On the I-68 Crosstown Bridge in Cumberland, the Maryland Department of Transportation’s State Highway Administration (SHA) will be cleaning winter debris from the bridge and its drains.

Weather permitting, lane closures on the Crosstown Bridge are scheduled as follows:

• Tuesday, April 7: Eastbound I-68 left lane closed 9 a.m. to 3 p.m.

• Wednesday and Thursday, April 8 and 9: Eastbound I-68 right lane closed 9 a.m. to 3 p.m.

• Monday, April 13: Westbound I-68 left lane closed 8 a.m. to 3 p.m.

• Tuesday and Wednesday, April 14 and 15: Westbound I-68 right lane closed 8 a.m. to 3 p.m.

Ramps will remain open during the cleaning operations with travel lanes narrowed.

Meanwhile to the west, milling and paving will be underway as crews polish off the new driving surfaces on the approaches to the I-68 bridges over Kelly Boulevard and Patterson Avenue, completing a $10 million bridge rehabilitation project that began in 2013. The completed bridges have been open to traffic over the winter, but the final paving was delayed until warmer temperatures.
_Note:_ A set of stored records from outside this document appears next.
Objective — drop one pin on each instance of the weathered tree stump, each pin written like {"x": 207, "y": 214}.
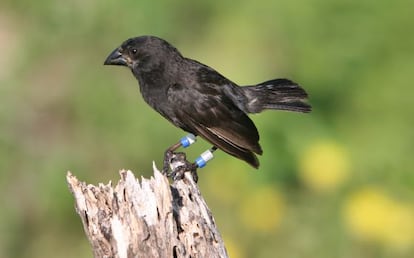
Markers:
{"x": 150, "y": 218}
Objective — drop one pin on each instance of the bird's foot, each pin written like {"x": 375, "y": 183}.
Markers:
{"x": 179, "y": 164}
{"x": 178, "y": 172}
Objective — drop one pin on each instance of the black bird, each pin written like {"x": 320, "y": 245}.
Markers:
{"x": 201, "y": 101}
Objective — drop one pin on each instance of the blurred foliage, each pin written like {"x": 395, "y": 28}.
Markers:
{"x": 334, "y": 183}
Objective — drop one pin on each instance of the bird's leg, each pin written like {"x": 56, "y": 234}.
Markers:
{"x": 171, "y": 157}
{"x": 201, "y": 161}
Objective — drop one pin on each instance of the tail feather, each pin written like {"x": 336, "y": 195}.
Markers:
{"x": 279, "y": 94}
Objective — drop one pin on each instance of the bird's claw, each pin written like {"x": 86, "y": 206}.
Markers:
{"x": 179, "y": 164}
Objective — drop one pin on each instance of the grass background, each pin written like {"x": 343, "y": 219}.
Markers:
{"x": 337, "y": 182}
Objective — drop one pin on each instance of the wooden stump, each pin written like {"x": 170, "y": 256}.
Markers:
{"x": 150, "y": 218}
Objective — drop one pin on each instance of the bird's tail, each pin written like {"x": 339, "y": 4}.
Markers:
{"x": 280, "y": 94}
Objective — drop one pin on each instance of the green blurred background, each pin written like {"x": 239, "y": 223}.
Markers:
{"x": 334, "y": 183}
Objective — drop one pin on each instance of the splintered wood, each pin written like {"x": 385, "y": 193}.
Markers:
{"x": 150, "y": 218}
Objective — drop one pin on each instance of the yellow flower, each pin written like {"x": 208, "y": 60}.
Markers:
{"x": 324, "y": 166}
{"x": 262, "y": 210}
{"x": 372, "y": 215}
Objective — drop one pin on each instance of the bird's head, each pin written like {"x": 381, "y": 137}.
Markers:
{"x": 141, "y": 53}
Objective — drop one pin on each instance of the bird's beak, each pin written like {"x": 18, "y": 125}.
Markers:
{"x": 116, "y": 58}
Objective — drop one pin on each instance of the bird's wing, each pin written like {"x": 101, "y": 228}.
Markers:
{"x": 206, "y": 111}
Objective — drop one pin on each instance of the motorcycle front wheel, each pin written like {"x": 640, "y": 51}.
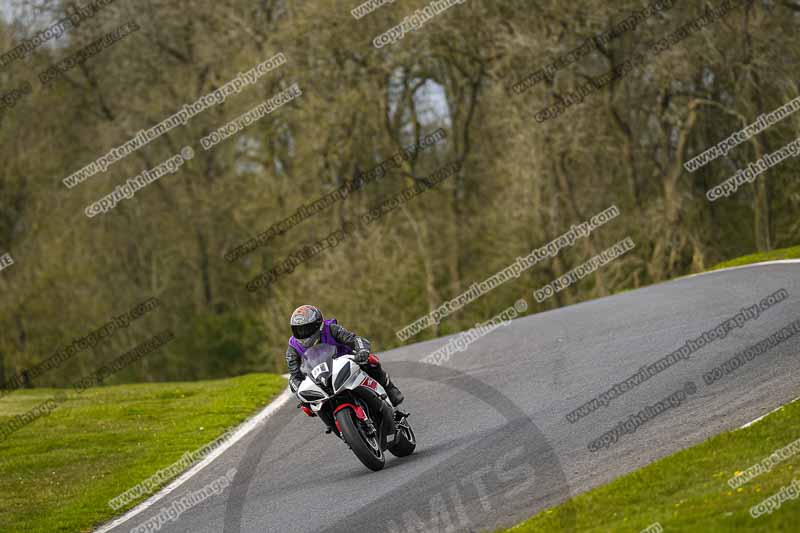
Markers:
{"x": 367, "y": 449}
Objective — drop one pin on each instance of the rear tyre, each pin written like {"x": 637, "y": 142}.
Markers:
{"x": 405, "y": 441}
{"x": 368, "y": 450}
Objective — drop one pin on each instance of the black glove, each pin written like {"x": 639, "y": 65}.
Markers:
{"x": 362, "y": 356}
{"x": 296, "y": 384}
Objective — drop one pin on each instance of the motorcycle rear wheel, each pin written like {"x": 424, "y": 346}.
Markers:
{"x": 368, "y": 450}
{"x": 405, "y": 441}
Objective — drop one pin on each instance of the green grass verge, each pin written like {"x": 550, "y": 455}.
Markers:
{"x": 688, "y": 491}
{"x": 783, "y": 253}
{"x": 59, "y": 472}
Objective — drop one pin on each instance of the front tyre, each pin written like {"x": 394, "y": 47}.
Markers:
{"x": 367, "y": 449}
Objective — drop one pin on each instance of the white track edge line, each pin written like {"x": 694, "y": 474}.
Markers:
{"x": 762, "y": 263}
{"x": 243, "y": 430}
{"x": 767, "y": 414}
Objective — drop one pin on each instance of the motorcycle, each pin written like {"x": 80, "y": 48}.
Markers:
{"x": 365, "y": 419}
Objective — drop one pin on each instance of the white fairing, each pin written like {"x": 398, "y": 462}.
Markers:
{"x": 309, "y": 385}
{"x": 358, "y": 378}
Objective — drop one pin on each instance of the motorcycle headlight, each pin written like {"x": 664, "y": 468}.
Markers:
{"x": 311, "y": 395}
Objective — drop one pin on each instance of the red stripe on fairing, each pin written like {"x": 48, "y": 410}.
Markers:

SHA has coordinated the lane closures for the Crosstown Bridge cleaning with the milling and paving work to minimize traffic impacts. However, drivers should plan for extra travel time and use caution in the work areas.

The spring and summer construction season is getting into high gear. For a statewide listing of most SHA projects, click here for e-Road Ready 2015.

SHA reminds drivers to always expect the unexpected, pay extra close attention and drive slowly through any work zone. Whether it’s a tree trimming operation or a bridge project, be aware when orange is there: Think Orange (the color of construction equipment and signs), stay alert and slow down.  Everyone is at risk.  In four out of five work  zone-related crashes, it is the driver or passenger who is injured or killed. In 2014, nine people lost their lives in Maryland work zone crashes, including four highway workers. While SHA and its transportation partners work hard to keep traffic safely moving in work zones, please partner with us because work zone safety is everyone’s business – slow down and stay alert.  Safer driving. Safer work zones. For everyone.